Today we had to do peer editing for our autoethnographies essays which basically an excuse to write about any group of people you've ever belonged to and what specific factors made that group different from others; subcultures. Anyhow, I put a good three hours into four double spaced pages about running culture. I had a fun time writing it, putting quips and anecdotes in it that made it seem humorous and casual. I wasn't really too thrilled with the result cause it seemed like I wrote an article for Reader's Digest or something rather than a more personal explanation of my involvement with running. Anyway, my professor loved it, and the people in my group thought it was pretty good too. That was last week. This week was the second peer editing session. Instead of critiquing on ideas and topic in your paper like last week, this was more grammar and sentence structure critiquing. It's like someone wanted to make me laugh or something. I love tearing that shit apart.

Out of all the rejects in my class I probably got one of the better picks. That's not saying much of course. The first sentence instantly turned me off from the essay when I learned it was about Catholicism cause anyone who's ever met me knows how devout I am to religion. By the time I got to the thesis I was already stifling my laughs from the girl right next to me who happened to write it. If a seventh grader was in my class he would have found this paper paper amusing. I've tried to push most of the gritty details of how bad this paper was out of my head forever, but some of them are just bound to stay for a while. I spent a full half hour simply correcting grammar and sentence structure before I got to the questions our professor wanted us to address about each others topics. Most people had already read and "critiqued" three papers by then. I felt bad for being so hard on her. I really don't know whether she didn't enjoy writing her paper and blew it off, or she never glanced at it after completion or what. Maybe she just went to a really shitty high school.

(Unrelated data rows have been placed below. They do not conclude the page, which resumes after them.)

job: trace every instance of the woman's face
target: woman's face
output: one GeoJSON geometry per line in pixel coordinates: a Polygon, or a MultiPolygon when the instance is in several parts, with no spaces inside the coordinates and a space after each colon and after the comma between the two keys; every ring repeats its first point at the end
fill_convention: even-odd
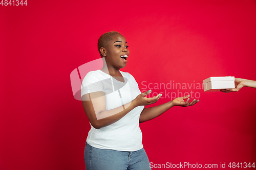
{"type": "Polygon", "coordinates": [[[130,54],[127,47],[124,36],[120,34],[114,35],[105,48],[107,63],[118,69],[125,67],[130,54]]]}

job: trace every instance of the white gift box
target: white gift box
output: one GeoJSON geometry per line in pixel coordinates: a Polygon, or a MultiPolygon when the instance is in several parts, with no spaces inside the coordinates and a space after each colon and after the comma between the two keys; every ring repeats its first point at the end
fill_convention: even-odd
{"type": "Polygon", "coordinates": [[[204,91],[218,91],[234,88],[234,77],[211,77],[203,80],[204,91]]]}

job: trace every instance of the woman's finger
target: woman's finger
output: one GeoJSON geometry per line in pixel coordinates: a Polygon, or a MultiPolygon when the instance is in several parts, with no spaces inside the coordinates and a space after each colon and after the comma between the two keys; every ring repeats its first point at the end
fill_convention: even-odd
{"type": "Polygon", "coordinates": [[[183,96],[183,97],[181,97],[181,98],[182,98],[183,100],[185,100],[185,99],[186,99],[187,98],[188,98],[189,97],[190,97],[190,95],[189,94],[187,94],[185,96],[183,96]]]}
{"type": "Polygon", "coordinates": [[[151,92],[151,90],[147,90],[142,93],[141,93],[141,97],[144,98],[147,94],[149,94],[151,92]]]}

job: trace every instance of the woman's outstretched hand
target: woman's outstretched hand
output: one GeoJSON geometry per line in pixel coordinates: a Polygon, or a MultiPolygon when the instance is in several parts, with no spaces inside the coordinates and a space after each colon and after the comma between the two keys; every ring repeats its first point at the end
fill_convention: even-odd
{"type": "Polygon", "coordinates": [[[224,92],[224,93],[229,93],[230,92],[238,91],[243,87],[245,86],[245,83],[248,81],[248,80],[235,78],[234,79],[234,88],[231,89],[221,89],[221,92],[224,92]]]}
{"type": "Polygon", "coordinates": [[[186,107],[190,106],[195,105],[199,102],[199,100],[196,100],[196,99],[193,100],[193,101],[191,102],[188,102],[189,101],[189,98],[188,98],[190,95],[187,95],[183,97],[179,97],[176,98],[173,100],[173,106],[182,106],[182,107],[186,107]],[[184,100],[187,99],[186,102],[184,101],[184,100]]]}
{"type": "Polygon", "coordinates": [[[135,107],[151,105],[152,104],[157,102],[162,95],[162,94],[158,94],[157,96],[154,96],[154,98],[146,98],[146,95],[149,94],[151,92],[151,90],[150,90],[144,93],[138,95],[136,98],[135,98],[135,99],[133,101],[134,105],[135,105],[135,107]]]}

Sometimes I'm really glad I went to the school that I did. Sure it was boring at some times, yeah it was about 92% white, filled with hicks who dipped 24/7, punks who thought they were hot shit, and girls that got everything they wanted but a second car, but I'm glad I had the chance to take English classes that taught me to discern between talented and poor writing. I'll agree with the theory that you write better when you you're writing about something that interests you. That's probably the biggest reason why I nearly always got B's on most of my English essays in senior year. But that's the whole point I'm trying to make with this autoethnography situation. We're writing about things that we're a part of, we're obviously interested, try a little. Last week when we merely read our essays to each other I was having a hard time not shouting out every three sentences saying "Why would you ever say that there," or "That has to be fixed somehow". I don't know. Shit like that bothers me.

I think classes like English and writing need to be held on a tougher scale. I mean, it's your language for Christ's sake. You should learn to use it correctly. It's the basis that holds together societies. Its not like its just a thing that goes away once you're out of school. You'll be known as a shitty writer or a shitty speaker for your whole life, and its one of the easiest flaws to spot in a person. When people do poorly in an English class, or I read something with obvious mistakes I always think back to an episode of King of the Hill I once saw. Bobby had just gotten an F in English on his report card. Hank comes into the scene and examines it and says to his son, "Bobby, how did you get a F in English. You speak English." Seriously. We speak English, either learn it right or move to China cause they're about as good at it as most Americans now.